Bet they don't have cracked engine blocks.

LBD said...

Good Morning!

Price fixes everything, well maybe not this time.

Time for a load to the dump before it snows, 3-6" predicted.

Rob Dawg said...

An informal survey has a third of tech workers saying they are going to delete their Facebook accounts. What would be scarier is if the discover they cannot. Hooked.

Lawyerliz said...

What's to say others aren't doing it.

Firemane said...

To respond to the question of why I believe full employment can trigger a recession, (beyond the historical data that suggests it does).

When the available labor pool gets small, businesses that are wanting to expand (to make more profits) are *ALL* looking for quality employees. If they are not available in the 'unemployed' pool, there are only two options. Give up on hiring anyone - or poach from other companies. At the same time, employees seeing the low U-3, realize they can get raises by moving to a new company.

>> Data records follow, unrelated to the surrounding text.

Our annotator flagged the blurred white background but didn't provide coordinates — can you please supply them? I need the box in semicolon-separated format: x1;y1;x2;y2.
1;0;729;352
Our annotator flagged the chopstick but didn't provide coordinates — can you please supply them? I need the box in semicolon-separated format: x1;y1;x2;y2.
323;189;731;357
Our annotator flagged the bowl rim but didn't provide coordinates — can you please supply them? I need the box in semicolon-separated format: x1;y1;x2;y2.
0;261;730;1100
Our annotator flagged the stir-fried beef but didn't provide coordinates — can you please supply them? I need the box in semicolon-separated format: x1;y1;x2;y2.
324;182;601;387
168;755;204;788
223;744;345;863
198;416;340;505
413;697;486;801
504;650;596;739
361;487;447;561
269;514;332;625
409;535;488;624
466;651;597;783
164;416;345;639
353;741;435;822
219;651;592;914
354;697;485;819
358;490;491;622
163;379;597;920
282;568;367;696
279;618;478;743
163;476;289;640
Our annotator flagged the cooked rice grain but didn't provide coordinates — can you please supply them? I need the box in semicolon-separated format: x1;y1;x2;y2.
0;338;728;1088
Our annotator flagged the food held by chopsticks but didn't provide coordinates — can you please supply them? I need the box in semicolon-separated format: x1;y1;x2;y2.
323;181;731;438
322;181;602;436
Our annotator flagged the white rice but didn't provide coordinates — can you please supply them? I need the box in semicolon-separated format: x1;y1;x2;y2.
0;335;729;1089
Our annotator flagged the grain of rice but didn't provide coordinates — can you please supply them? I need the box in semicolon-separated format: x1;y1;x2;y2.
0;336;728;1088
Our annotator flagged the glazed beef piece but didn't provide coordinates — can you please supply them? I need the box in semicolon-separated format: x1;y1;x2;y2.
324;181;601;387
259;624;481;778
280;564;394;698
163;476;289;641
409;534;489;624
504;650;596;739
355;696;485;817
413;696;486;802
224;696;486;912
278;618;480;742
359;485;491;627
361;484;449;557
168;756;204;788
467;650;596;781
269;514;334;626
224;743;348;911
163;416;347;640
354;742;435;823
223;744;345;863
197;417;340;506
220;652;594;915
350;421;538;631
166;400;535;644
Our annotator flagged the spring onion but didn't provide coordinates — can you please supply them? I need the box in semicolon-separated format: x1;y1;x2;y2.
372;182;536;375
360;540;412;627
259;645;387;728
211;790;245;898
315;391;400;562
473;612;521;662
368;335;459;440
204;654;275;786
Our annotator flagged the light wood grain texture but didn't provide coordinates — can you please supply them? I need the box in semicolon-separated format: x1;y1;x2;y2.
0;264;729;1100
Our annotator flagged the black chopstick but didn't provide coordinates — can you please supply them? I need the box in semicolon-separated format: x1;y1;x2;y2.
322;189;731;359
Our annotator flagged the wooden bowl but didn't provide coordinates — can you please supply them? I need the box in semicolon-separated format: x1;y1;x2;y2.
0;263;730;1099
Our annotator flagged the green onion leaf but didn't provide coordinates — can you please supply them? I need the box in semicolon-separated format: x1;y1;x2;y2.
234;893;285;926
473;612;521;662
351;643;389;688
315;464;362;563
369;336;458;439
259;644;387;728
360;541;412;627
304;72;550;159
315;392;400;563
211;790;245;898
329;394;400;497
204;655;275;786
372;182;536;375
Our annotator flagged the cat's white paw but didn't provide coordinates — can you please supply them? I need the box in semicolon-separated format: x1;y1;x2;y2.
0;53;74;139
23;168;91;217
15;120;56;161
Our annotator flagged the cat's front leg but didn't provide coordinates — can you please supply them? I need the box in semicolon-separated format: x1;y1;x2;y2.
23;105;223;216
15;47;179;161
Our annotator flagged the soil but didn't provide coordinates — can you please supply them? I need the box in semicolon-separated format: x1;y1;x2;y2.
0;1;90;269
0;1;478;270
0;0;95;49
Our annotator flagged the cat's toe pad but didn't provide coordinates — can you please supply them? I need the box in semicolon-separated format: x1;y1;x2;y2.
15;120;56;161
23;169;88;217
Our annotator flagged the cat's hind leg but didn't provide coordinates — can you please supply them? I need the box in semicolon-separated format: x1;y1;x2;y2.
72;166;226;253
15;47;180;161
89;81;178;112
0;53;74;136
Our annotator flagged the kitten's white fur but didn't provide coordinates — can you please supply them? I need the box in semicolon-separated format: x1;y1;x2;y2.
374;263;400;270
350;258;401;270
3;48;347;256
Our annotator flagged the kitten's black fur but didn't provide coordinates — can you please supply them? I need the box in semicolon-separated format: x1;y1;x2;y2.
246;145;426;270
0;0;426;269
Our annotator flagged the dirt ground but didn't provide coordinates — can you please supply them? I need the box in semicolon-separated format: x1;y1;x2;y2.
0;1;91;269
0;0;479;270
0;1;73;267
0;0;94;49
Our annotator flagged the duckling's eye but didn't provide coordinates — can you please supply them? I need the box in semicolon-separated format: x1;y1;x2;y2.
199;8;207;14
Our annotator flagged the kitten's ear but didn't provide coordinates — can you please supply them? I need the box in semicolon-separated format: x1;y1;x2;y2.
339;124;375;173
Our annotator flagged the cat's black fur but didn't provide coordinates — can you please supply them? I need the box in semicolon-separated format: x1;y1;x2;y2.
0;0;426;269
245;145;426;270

So - what happens economically? If person "A" moves their skills from company A to company B -- they are still producing the same output ... but they are doing it at a higher price. And, of course, their output is lost from their previous company.

So, you get ZERO net gain in productivity, and at a higher cost. This eventually shows up as inflation AND as a slip in productivity per man-hour.

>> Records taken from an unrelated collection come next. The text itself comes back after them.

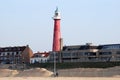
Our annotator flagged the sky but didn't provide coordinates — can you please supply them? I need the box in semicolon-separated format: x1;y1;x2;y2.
0;0;120;52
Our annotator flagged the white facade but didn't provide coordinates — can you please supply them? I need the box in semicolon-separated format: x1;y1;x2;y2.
30;56;49;64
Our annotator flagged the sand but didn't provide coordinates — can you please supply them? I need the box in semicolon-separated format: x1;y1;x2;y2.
0;66;120;80
0;68;53;77
58;66;120;77
0;77;120;80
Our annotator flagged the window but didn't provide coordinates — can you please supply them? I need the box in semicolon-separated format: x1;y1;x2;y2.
84;52;96;56
31;60;33;63
12;52;14;55
55;13;58;16
16;52;19;55
116;51;120;55
14;52;16;55
3;53;5;56
7;53;10;55
100;57;109;61
41;59;43;63
63;53;71;57
84;52;88;55
5;48;8;51
45;60;46;62
1;53;3;56
72;53;77;56
19;51;21;54
102;45;120;49
116;57;120;60
90;53;96;56
99;52;111;55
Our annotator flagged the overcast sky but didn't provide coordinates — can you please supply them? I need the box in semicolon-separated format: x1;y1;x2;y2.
0;0;120;52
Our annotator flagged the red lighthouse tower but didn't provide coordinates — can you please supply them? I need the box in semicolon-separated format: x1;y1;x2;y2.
52;8;61;51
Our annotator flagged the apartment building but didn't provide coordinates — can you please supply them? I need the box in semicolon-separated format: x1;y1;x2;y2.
49;43;120;62
0;45;33;64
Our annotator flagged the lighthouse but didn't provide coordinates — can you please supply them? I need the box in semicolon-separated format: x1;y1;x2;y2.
52;8;61;51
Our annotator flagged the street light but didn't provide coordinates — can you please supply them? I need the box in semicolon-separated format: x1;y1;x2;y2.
53;51;57;77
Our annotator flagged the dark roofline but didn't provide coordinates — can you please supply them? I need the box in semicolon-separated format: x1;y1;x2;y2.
0;45;27;48
0;46;27;52
99;44;120;46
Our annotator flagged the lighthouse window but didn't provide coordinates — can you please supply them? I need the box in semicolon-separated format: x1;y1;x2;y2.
55;13;58;16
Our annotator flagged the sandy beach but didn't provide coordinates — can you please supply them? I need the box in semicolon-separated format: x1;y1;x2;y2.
0;77;120;80
0;66;120;80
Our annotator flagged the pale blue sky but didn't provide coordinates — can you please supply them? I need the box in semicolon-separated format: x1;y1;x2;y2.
0;0;120;52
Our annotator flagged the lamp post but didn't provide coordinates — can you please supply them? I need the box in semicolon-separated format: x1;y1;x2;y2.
53;51;56;77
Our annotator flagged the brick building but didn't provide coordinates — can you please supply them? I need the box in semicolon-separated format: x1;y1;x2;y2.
0;45;33;64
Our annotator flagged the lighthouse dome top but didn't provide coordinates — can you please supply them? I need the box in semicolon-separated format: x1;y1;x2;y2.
53;7;61;19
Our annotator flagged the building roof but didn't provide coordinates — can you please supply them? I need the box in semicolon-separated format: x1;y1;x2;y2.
32;52;49;58
0;46;26;52
98;44;120;49
63;45;98;51
63;44;120;51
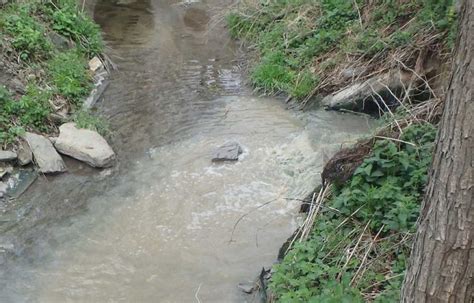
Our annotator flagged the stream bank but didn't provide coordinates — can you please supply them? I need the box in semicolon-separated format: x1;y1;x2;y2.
0;0;115;202
226;0;455;301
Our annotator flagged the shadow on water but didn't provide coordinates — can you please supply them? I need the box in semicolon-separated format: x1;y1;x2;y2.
0;0;374;302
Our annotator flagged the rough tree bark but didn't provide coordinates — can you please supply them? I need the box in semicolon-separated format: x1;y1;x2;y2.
400;1;473;302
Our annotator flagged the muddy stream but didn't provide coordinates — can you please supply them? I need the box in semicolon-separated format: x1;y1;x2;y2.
0;0;373;301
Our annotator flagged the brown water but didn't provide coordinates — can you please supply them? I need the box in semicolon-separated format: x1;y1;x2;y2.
0;0;373;302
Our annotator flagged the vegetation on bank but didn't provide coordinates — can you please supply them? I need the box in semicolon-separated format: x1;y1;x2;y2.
0;0;106;146
227;0;456;100
270;123;436;301
227;0;456;302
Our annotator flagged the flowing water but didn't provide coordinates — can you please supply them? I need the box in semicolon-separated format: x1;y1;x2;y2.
0;0;373;301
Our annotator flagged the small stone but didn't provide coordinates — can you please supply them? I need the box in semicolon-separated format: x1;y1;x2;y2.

Eventually, enough companies getting poached of quality personnel are hit hard enough where they are forced to react, (which leads to layoffs).

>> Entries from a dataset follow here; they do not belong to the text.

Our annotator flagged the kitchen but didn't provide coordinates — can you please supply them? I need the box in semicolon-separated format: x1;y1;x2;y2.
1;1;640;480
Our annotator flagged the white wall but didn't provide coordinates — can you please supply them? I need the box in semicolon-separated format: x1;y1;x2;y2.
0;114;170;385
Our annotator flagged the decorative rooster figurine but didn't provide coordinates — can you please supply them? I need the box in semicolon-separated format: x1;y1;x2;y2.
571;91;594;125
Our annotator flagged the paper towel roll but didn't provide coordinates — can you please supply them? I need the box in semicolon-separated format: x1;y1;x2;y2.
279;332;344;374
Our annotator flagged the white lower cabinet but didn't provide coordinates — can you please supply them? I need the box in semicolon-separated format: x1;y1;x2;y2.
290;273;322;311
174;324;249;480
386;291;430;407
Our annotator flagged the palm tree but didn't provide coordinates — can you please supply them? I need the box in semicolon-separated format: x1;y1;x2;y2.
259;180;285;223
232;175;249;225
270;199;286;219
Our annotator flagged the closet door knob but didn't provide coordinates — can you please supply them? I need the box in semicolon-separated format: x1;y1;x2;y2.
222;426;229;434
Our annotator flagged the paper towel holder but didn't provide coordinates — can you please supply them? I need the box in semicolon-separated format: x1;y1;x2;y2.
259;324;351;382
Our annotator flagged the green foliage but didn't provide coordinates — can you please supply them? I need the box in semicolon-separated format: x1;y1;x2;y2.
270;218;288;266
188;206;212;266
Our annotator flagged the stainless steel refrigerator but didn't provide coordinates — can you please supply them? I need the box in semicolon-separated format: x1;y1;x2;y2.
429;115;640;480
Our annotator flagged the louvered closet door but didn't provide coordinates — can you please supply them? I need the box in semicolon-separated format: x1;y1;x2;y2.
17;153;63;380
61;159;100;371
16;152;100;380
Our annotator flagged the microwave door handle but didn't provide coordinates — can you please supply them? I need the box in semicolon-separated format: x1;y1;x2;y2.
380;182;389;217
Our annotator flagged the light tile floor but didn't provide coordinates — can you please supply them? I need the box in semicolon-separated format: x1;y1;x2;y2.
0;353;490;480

The only historical time I can find when full employment did not 'quickly' (about 9 months) lead to a recession was the unique point in time when the leading edge of the baby boomers were entering the work force *AND* the migration of women out of the home into the workforce were occurring simultaneously. The key here is that even though the BLS 'unemployed' pool was small, the number if new entrants on a monthly basis was exceptionally large, (relative to the size of the total labor force at the time), which mitigated the impacts I mentioned above regarding wages and job migration pressures.

In the wake of the 2008 crash, Americans on the whole got a LOT more skittish about changing jobs than they had been, so during The Slog, people who would have previously been much more mobile job-wise, CHOSE to stay put, (mitigating the job migration effects), and holding off the wage growth and inflation. At full employment, the market changes - and as people see their neighbors jumping into higher paying jobs, it creates the same lemming effect that fueled the housing madness.

If our current expansion goes on another 2-3 years, then my theory is busted, and it's back to the drawing board. But, even if a recession hits in the next 9 months or so, it doesn't necessarily prove my theory, but it certainly lends credence to it.

Firemane said...

Among my friends, the true paranoids never bothered getting on, and the ones that have social network accounts all assumed none of the data was safe from the get-go.

I'm sure there will be a spate of FB drops from the subset of people who didn't already think everything on the web is not private ... but I would guess that FOMO kicks in and the bulk of them return within 6 months.


Rob Dawg said...

Count me as a true paranoid then. Thing is I just never agreed with the terms of service. No one forced me to join. This blog is hosted by the more evil blogspot which is google. My google searches are while signed in. I just use a different browser and duckduckgo for those searches I don't want tracked.

Firemane said...

I always have counted you as a true paranoid, Dawg. :)

Though I also believe in the observation that you aren't paranoid if they really are out to get you.

Lawyerliz said...

I guess I am paranoid, because I never went on any social media, I never thought they were safe. Posting and texting take too much of my time already

Lawyerliz said...

Absolutely.

Rob Dawg said...

New post. Housing lesson not learnt.

Lawyerliz said...

Businesses who can't hire as they'd like, may find some people who despaired but are now more hopeful and teachable and the businesses might spend some money training them and paying high enough wages that they stay. They will have to pay others that work there some more, whicn may reduce profits.

Rob Dawg said...

If they are worth keeping, profits should increase.